The long tradition of faculty participation in shared governance at Illinois is grounded in the University of Illinois Statutes. According to statutes, "As the responsible body in the teaching, research, and scholarly activities of the University, the faculty has inherent interests and rights in academic policy and governance."
All participants in a system of shared governance, including the governing board and the administration, must recognize that "the faculty is the university." The faculty shares in governance of the university in all matters related to educational policy, broadly defined, because the faculty is in the best position to set educational policy. The faculty, therefore, governs each academic unit. Shared governance, to rephrase Abraham Lincoln, is governance of the faculty, by the faculty, and for the faculty.
The faculty must remember that it has a collegial, not adversarial, relationship with the administration. Faculty and administration have a shared goal, although the administration may not take all advice that the faculty offers. The administration must remember that to accomplish its goals, it must get the "buy-in" of the faculty. The faculty must have a substantial role in decision-making processes so that they have an investment in those decisions.

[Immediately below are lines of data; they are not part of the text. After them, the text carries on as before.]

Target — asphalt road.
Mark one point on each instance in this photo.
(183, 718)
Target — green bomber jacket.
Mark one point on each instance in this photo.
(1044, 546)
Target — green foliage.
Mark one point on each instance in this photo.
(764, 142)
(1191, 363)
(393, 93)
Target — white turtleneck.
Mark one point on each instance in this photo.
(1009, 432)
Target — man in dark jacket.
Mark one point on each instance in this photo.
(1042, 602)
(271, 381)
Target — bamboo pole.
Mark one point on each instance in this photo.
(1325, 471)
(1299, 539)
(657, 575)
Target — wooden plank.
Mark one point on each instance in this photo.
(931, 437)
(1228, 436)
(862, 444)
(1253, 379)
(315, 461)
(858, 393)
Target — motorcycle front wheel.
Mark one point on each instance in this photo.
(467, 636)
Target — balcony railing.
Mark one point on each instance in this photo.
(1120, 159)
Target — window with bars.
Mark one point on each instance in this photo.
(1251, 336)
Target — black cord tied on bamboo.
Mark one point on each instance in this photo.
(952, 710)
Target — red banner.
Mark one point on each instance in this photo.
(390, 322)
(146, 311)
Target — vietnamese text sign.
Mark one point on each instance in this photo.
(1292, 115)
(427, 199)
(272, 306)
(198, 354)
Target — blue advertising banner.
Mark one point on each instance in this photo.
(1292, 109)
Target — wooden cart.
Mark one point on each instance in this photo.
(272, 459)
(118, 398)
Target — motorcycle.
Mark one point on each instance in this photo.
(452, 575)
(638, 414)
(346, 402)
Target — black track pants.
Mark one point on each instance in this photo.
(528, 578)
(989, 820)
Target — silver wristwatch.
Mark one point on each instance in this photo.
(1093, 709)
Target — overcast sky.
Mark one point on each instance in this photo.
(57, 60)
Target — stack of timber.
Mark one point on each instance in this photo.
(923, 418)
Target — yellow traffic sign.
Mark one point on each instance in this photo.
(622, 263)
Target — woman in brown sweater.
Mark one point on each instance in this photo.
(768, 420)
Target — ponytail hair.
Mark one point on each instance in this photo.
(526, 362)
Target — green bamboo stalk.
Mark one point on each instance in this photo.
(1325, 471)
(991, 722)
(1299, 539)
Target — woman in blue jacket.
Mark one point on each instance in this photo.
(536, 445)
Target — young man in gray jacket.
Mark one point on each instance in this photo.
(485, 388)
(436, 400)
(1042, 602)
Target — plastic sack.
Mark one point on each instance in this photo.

Some people might want to replace a successful system of shared governance and past decades of known results with, say, a system of adversarial governance and future decades of uncertain results. When comparing the two systems, as a scientist, I would require evidence that adversarial governance performs significantly better than shared governance, before I would adopt it as my new system of governance. I would not adopt adversarial governance, however, if it were merely "as good as," and certainly not if it had the potential to be "worse."
Faculty members who believe that the campus or university administration does not respond to their concerns have the right and obligation to participate in the current system of shared governance before they decide to risk over 100 years of success at Illinois for promises with uncertain results. Shared governance is what makes a good university great.
Michael Grossman, who has been on the Urbana campus of the University of Illinois since 1969, is a professor emeritus in the Department of Animal Sciences.